The Skipper pointed out of the van window to a man heading up St John's Road dragging a Christmas tree by its trunk. Dangling baubles and wisps of tattered tinsel still clung to some of its branches.
"Doesn't he know the council collects those?" Skipper stuck his head out, goggling at the spectacle.
"Perhaps he has other plans for it," I suggested struggling to stop the dog from leaping out of the open window. "Come on now, Dear, the traffic's moving again and that man behind is going to wear his horn out."
A little further on Skipper shouted again. "I don't believe it, there's another bloke with a tree…and that one's got flippin' lights still on it, I can see the ruddy plug banging along the pavement."
We had to stop over the far side of the car park as everyone and his dog was heading for Asda.
Skipper bounded out, leaving me and Pickle to stare out of the window as the rain started to pour down again.
A car pulled up in front of us and a woman got out in a hip-length, floppy white cardy.
Round she went to her boot and began hauling out bags of recycling.

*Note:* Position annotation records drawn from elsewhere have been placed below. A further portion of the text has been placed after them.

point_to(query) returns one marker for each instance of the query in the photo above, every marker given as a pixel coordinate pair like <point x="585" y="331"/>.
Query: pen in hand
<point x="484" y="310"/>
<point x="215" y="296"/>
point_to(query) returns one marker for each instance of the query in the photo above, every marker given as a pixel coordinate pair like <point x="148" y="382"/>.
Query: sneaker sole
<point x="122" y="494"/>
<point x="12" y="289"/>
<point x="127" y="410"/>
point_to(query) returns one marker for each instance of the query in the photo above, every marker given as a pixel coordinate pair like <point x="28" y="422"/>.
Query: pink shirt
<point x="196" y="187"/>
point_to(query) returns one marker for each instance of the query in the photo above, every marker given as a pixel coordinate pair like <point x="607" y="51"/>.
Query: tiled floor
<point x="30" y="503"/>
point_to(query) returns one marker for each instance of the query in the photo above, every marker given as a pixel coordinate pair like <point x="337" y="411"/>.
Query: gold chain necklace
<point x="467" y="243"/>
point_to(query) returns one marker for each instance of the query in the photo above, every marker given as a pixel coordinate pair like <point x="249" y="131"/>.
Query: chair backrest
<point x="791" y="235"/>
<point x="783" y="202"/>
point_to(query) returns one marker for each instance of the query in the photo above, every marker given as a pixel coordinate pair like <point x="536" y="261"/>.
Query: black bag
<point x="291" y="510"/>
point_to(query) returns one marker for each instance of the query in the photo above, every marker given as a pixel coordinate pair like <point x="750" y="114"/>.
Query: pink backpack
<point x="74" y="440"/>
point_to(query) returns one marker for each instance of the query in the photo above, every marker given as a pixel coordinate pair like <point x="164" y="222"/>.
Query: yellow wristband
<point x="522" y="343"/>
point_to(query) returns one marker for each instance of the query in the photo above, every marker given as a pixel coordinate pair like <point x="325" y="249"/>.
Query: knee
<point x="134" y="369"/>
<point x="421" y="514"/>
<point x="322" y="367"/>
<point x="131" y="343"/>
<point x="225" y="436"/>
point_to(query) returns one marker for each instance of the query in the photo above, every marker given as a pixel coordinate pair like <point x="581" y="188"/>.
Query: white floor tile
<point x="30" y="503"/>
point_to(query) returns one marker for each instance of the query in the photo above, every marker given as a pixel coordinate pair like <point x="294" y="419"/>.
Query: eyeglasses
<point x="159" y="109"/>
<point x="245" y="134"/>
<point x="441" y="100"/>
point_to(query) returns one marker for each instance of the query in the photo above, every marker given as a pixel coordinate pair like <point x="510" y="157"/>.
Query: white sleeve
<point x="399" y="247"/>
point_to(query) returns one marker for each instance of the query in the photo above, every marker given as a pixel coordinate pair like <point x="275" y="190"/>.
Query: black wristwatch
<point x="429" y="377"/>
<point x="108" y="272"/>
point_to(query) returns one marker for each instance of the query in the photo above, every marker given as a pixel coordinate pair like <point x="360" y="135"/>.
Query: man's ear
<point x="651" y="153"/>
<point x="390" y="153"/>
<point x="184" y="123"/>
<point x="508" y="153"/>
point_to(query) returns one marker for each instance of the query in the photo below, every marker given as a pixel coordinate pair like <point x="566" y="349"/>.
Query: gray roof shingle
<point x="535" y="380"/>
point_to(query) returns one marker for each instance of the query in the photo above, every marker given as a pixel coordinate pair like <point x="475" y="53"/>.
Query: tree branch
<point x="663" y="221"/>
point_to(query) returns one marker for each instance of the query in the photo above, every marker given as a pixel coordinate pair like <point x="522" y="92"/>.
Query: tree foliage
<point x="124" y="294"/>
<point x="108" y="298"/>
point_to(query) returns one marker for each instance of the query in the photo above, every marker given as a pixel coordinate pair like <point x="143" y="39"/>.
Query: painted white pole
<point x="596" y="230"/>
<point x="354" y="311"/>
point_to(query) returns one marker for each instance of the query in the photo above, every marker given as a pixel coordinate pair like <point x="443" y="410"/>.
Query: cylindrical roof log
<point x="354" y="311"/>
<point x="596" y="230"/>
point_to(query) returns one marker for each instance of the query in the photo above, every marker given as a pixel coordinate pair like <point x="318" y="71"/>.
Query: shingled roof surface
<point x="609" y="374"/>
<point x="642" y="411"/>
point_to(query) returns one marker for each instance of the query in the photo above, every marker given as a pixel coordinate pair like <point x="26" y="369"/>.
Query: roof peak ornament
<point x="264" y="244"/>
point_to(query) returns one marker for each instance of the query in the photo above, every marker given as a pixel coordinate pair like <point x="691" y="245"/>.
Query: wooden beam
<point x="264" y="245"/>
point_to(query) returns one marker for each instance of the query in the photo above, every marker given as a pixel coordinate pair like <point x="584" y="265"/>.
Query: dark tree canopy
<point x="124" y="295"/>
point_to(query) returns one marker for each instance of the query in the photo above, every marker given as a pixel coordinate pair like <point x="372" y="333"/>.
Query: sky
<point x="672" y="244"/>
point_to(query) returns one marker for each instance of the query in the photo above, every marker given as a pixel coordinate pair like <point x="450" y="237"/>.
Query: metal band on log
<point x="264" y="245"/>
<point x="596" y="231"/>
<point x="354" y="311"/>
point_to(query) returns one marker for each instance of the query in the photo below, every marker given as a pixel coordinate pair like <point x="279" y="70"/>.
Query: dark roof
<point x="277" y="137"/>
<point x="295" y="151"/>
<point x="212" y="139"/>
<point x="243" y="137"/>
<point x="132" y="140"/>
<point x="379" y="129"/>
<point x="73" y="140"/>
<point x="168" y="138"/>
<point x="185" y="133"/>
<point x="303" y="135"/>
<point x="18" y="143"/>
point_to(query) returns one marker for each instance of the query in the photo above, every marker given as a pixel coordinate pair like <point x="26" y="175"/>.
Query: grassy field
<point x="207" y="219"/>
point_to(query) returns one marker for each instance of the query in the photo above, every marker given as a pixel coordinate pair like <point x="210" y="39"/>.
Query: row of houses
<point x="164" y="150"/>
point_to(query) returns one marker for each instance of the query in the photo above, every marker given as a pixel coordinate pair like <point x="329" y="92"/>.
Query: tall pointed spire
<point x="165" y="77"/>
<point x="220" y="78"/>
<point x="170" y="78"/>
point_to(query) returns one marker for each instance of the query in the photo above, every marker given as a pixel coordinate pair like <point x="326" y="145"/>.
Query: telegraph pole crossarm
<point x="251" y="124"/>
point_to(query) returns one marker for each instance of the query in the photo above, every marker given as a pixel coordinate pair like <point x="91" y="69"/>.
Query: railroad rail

She stuffed dozens of plastic pop bottles in through the container's brushes, seemingly oblivious to the driving rain.
"I don't think she's heard of coats," I said to the dog as the woman yanked another bin liner out of her boot. By the sound of the clinking coming from her direction the bag was full of empty wine bottles. Off she went again and it was then I noticed the flaps of her cardy were hanging down by her knees, saturated by rain.
"She's back. What's she got this time?" The dog gave a little bark. "You're right, Pickle, its more bottles and her cardy is now almost floor-length."
A big Peugeot pulled up alongside Skipper's van. The man inside swung the door open and stuck his head out. For one awful moment I thought he was going to be ill, but instead he made a noise like a car trying to start on a cold morning and projected the result onto the Tarmac with a splat. In the middle of the gelatinous mess was a pink plate with a tooth on it. He reached out, picked the plate up, gave it a cursory wipe on the car seat and…put it back in his mouth.
"What's the matter with you?" said Skipper getting into the driver's seat and hurling his sopping-wet cap onto the dashboard. "You look like you've been sucking on soap. What've you seen now?"
It was a good five minutes before I regained the power of speech and was able to tell him.